近年來，隨著智慧手機的普及，Android惡意程式成為了一個越來越嚴重的問題，導致許多使用者的隱私資訊被洩漏，進而導致實質上的財產損失。為了解決這個問題，許多研究者采用了各種方法來辨別和分類惡意程式，包括靜態分析、動態分析和機器學習等技術。然而，市場上出現了許多經過混淆的惡意程式，這些惡意程式往往能夠繞過現有的檢測方法，使得檢測率下降。在這種情況下，許多研究者開始使用動態分析的方法來解決混淆惡意程式的問題。但是，動態分析需要實際執行應用程式來擷取動態特徵，而且當資料集相對龐大時，前處理時間會非常冗長。相比之下，靜態分析不需要實際執行應用程式，前處理時間相對精簡許多，但常用的特徵如API_CALL容易受到混淆技術的影響，從而降低模型的準確率。為了克服這個問題，本研究提出了一種特殊的前處理方法，該方法將對靜態特徵進行向量轉換，從而使混淆技術對這些靜態特徵的影響降至最低。同時，本研究還結合了污點分析技術，以提高Android惡意程式檢測的準確率和效率。
在未混淆資料集上達到了99%的準確率，並在混淆後的資料集中達到了97.8的準確率，且對比動態分析降低了接近20倍的前處理時間。
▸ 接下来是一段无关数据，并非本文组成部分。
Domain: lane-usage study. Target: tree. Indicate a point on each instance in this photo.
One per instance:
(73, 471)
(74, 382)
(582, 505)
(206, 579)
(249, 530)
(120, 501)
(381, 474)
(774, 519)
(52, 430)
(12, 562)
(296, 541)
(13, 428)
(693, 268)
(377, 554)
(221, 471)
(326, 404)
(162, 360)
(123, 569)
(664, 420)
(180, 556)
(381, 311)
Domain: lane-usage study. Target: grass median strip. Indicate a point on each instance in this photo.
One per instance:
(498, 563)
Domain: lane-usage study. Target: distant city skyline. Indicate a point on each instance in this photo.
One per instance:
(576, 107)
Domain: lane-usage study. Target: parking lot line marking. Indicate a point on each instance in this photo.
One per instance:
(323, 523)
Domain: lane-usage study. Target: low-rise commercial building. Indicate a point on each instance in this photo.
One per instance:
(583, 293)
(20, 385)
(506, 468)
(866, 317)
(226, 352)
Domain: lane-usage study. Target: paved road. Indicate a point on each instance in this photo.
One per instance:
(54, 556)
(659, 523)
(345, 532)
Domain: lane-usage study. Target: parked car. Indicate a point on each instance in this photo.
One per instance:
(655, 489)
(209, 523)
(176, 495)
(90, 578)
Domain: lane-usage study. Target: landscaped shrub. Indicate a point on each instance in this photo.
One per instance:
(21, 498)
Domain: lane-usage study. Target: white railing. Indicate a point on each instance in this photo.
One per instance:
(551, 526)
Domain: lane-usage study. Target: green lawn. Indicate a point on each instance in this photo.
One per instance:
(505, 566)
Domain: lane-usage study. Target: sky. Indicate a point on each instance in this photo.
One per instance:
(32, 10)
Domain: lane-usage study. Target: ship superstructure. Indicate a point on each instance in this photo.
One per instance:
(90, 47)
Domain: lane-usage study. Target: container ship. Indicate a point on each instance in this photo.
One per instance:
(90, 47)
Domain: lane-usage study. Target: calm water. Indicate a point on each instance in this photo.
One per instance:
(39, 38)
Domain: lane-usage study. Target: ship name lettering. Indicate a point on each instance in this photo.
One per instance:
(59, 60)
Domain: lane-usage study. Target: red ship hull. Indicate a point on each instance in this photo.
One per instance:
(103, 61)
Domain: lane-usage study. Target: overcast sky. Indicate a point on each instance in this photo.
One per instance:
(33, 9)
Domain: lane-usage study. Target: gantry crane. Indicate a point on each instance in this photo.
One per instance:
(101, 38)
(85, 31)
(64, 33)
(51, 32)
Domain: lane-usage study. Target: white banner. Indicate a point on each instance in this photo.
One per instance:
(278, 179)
In recent years, with the popularity of smartphones, Android malware has become an increasingly serious problem, leading to the leakage of many users' private information, which in turn leads to real property loss. To solve this problem, many researchers have adopted various methods to identify and classify malware, including static analysis, dynamic analysis, and machine learning techniques. However, there are many obfuscated malware on the market that can often bypass existing detection methods, resulting in a decrease in detection rates. In this context, many researchers have started to use dynamic analysis to address the problem of obfuscated malware. Dynamic analysis requires the actual execution of the application to capture dynamic features, and the pre-processing time can be very long when the dataset is relatively large. In contrast, static analysis does not require actual application execution, and the preprocessing time is much more streamlined, but common features such as API_CALL are susceptible to obfuscation techniques, thus reducing the accuracy of the model. To overcome this problem, this study proposes a special preprocessing method that performs vector transformation on static features, thus minimizing the effect of obfuscation techniques on these static features. This study also combines the taint analysis technique to improve the accuracy and efficiency of Android malware detection.The accuracy of 99% is achieved in the unobfuscated dataset and 97.8 in the obfuscated dataset, and the pre-processing time is improved by nearly 20 times compared to the dynamic analysis.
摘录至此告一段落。